Former India captain and opener Sunil Gavaskar has batted for neutral umpires in Test cricket even though he has praised the quality of officiating from home umpires in India's ongoing series in England and the series in Australia that ended in January this year.
"I would still want to see neutral umpires because after you exhaust your 2-3 reviews, there could still be a decision that could be game-turning," said the batting maestro on air during the third day's play in the second Test.
"To avoid the finger of bias, you should have neutral umpires," he added.
"The quality of umpiring in this series (between India and England) as well as in Australia has been brilliant. Can't say that about it during our [playing] days though," said Gavaskar further.
As a rule, two neutral umpires have officiated in Test matches for the last two decades and at least one neutral umpire has officiated for close to three decades.
Current Pakistan Prime Minister Imran Khan was the first Test captain to bat for neutral umpires.
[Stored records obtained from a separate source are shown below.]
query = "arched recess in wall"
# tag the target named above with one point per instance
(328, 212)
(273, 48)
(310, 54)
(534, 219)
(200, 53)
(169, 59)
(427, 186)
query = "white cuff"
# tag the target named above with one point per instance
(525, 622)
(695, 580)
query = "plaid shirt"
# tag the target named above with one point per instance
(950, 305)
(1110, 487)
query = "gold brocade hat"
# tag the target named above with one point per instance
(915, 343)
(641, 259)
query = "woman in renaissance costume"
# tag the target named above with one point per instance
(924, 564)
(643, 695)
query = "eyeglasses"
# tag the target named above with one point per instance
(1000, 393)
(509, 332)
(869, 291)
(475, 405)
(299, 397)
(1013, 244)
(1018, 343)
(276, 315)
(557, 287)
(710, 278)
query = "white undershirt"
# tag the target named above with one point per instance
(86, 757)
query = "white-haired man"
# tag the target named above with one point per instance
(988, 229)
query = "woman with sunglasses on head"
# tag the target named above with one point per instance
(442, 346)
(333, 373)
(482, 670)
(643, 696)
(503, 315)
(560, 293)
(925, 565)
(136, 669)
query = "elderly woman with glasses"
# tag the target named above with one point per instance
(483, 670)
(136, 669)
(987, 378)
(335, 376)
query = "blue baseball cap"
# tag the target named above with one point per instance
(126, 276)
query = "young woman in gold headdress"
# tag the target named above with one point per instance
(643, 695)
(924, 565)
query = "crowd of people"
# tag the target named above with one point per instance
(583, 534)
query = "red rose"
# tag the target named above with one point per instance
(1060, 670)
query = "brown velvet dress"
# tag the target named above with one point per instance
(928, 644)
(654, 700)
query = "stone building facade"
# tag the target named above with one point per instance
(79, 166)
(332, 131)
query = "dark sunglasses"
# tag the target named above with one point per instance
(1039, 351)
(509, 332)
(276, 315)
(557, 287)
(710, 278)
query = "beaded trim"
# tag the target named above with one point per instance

He invited Indian umpires V.K. Ramaswamy and Piloo Reporter to officiate in their home series against West Indies in 1986.
He also invited English umpires John Hampshire and John Holder to officiate in the home series against India in 1989-90.
The International Cricket Council (ICC) then brought one neutral umpire on experimental basis in 1992 and then made it mandatory in 1994. From 2002, starting with India's tour of the West Indies, two neutral umpires became a regular feature in Test matches.
In June 2020, however, the ICC had temporarily done away with neutral umpires due to logistical problems related to travel due to the Covid-19 pandemic.
Though when Bangladesh hosted West Indies for Tests in February this year, English umpire Richard Illingworth officiated since the host did not have enough qualified umpires.
Illingworth is officiating with fellow Englishman Michael Gough in the ongoing second Test at Lord's.